What do you think?
Prices are falling, interest rates are rising, and inflation is running rampant. By all accounts, waiting for things to settle down sounds the sensible thing to do. It might not be. Buyers are waiting for prices to stop falling and interest rates to stop rising. Once either happens, buyers are back in the market and the competition is on. Some will miss out.
It’s a long-term game
“Don’t wait to buy property. Buy property and wait.” If you’re at all interested in property, I highly recommend following Opes Partners on one of their channels. They posted this quote recently that’s so simple it’s genius. Historically, property has always increased over time. It makes sense – and NZ should only become a more desirable place to live.
As does any market-driven investment, property prices rise and fall. This opens the door to “timing the market”. In theory, the perfect time to buy is when prices are right at the bottom of a trough and about to increase again. The problem is, you won’t know that this time has come until everybody else does too. The true best time is right before the trough, while everyone else is still waiting. So, is it a good time to buy property in NZ?
Signs the tides are turning
Property prices on average are still falling (although some locations haven’t seen falls and are still considered under-valued). However, there are signs that we are approaching the trough. Zest’s mortgage advisers alone have millions of dollars in pre-approvals for clients poised to buy. Economist Tony Alexander has recently released survey results showing that first home buyers are coming back to market, more people are showing up at auction, and concerns around interest rates, finance and price falls are reducing. Opes Partners estimate that price falls will end 6 months earlier than previously expected – sometime mid-2023. Summer is historically property-buying season in NZ, so I wouldn’t be surprised if the price falls slow down come December. Remember that buying isn’t a quick process – it can take months to get pre-approved and finally purchase. It can then be another month or two before you settle. Start the process now.
Why would anybody buy when prices are falling?
It’s a fair question, but there are good answers. When prices are falling, buyers are better positioned to negotiate down, not be negotiated up.
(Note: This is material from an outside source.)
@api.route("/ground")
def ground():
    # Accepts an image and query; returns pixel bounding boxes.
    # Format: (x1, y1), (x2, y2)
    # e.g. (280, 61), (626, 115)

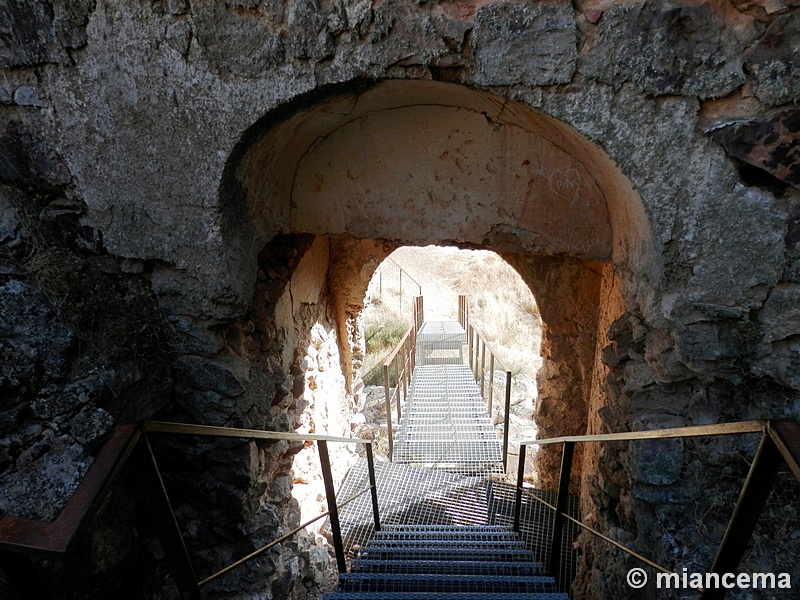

The heat at auction has all but fizzled out. Prospective buyers are still there, but they’re sitting ready with their conditional offers, knowing the property is likely to pass-in. Also, there is far less competition in a down-market. We are seeing more offers being presented straight to the vendor, and less sales going to multi-offer. This isn’t good news for a seller, but it sure is for buyers.
Why would anybody buy when interest rates are rising?
Again, fair question. Again, good answers. I’ve already noted the competition – coupled with falling prices, rising rates have put buyers off. Apologies, its numbers time… The Reserve Bank expects the OCR to peak at about 4% by June 2023 then hold for about 12 months. The 1-year fixed rate historically follows the OCR, about 2.5% higher. This suggests that the 1-year fixed mortgage rate may peak at about 6.5% by June next year. If you were to buy today, you could lock in at 5.45% or less through to September 2024, by which time rates may be coming back down. It’s also a good time to note that while rates are almost double what they have been, they are currently far closer to ‘normal’. Don’t expect to see 2-3% interest rates again anytime soon.
Inflation is a killer, best to make friends with it
The cost of living is rising and showing little sign of stopping. This suggests lenders will continue to tighten their policy and criteria, making borrowing more difficult. If you can afford to borrow today, I wouldn’t be waiting for the banks to ease up.
How can inflation possibly be good when it eats away at your money? It also eats away at your debt. The dollar value of your mortgage doesn’t increase – but inflation causes the real value of it to go down. Essentially, if you have a mortgage, inflation eats the bank’s money, not yours.
If you skipped the rest of the article, read this
I’m not saying that everybody should be out buying property tomorrow. The key takeaway is that if you can afford to buy, you’re motivated, and you’re planning for the long-term, don’t make the mistake of waiting too long. As always, talk to your mortgage adviser and get personalised advice.